At the same time, Hobbes maintained an important distinction between internal and external behavior—shared by other Reformers including Milton— which led him to argue that internal belief cannot and should not be regulated (Rosendale 164). The difference between the positions of more radical English Reformers and that of Hobbes is that the latter privileges outward actions as the only means by which the state can ensure its peaceful conformity. Indeed, Leviathan is itself an attempt to show how the collective will of state subjects are brought into outward unity through the “artificial” representation of the sovereign ruler. Milton, by contrast, cannot easily accept this contradiction between private belief and political subjectivity, just as he cannot accept such an appeal to an ultimately allegorical model of social life. 

October 20, 2011

Milton on Interpretation and Crisis

In words which admitt of various sense, the libertie is ours to choose that interpretation which may best minde us of what our restless enemies endeavor, and what wee are timely to prevent.   
(Eikonoklastes, Preface. 1649)

October 2, 2010

John Milton’s first (and most infamous) tract on divorce turns on the question of individual interpretation and its relation to the exegetical tradition. The two biblical passages that Milton takes up (the Mosaic allowance for divorce in Deuteronomy and Christ’s strict revision of this law in the Gospel of Matthew) appear quite straightforward, and yet Milton’s own traumatic experience of marriage propels him to stage a bold, new exegesis against the “canonical ignorance” that privileges the false “countenance” of custom.

In his essay "The Intelligible Flame," James Turner calls Milton's divorce tracts “authentically ugly” (both because of Milton’s selfish, idiosyncratic argument and Milton's unflattering rejection of sex as a degrading act of pollution), but they are at the very least compelling, if not for the earnestness of Milton’s individual agenda, then at least for the interesting approach Milton takes to Scripture and interpretation. First, Milton condemns literalist interpreters of Scripture and counts them among the “textuists” or Pharisees which Christ opposed. Such reductive approaches violate the “rule of charity” (Milton calls this “the interpretor and guide of our faith,” which resists “resting in the mere element of the text”), a source of liberty that Milton consistently invokes throughout.

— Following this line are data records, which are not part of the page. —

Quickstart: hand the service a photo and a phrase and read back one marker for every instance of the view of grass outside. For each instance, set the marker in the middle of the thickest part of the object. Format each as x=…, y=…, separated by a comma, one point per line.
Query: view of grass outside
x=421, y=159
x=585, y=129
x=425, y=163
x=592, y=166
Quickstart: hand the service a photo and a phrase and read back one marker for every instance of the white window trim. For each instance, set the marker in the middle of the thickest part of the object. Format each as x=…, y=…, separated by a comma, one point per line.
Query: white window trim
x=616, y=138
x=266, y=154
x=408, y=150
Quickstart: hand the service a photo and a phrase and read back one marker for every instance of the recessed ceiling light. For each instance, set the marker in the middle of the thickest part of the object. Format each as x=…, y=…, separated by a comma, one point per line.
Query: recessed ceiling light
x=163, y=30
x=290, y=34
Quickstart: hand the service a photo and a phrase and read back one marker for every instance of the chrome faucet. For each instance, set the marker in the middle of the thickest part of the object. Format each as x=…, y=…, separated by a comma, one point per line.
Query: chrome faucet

What is worthwhile about Milton’s reading of Scripture -- however problematic it may be -- is that he recognizes how literalist interpretations fail to account for context. It does make a difference that Christ is talking to the Pharisees when he addresses the “tempting” question of divorce, and it certainly makes a difference in what may be one of the more striking (if not hilarious) moments of this tract: Milton smugly tells the literalists that, if his approach to interpretation does not persuade them, “let some one or other entreat him but to read on in the same 19 of Matth[ew], till he come to that place that says, ‘some make themselves eunuchs for the kingdom of heaven’s sake’. . . And if then he please to make use of Origen’s knife he may well do well to be his own carver.” Milton makes this reference because Origen is said to have castrated himself in accordance with this passage from Matthew. If only Origen had been granted the liberal interpretor's "key of charity" he might have spared himself a whole world of pain.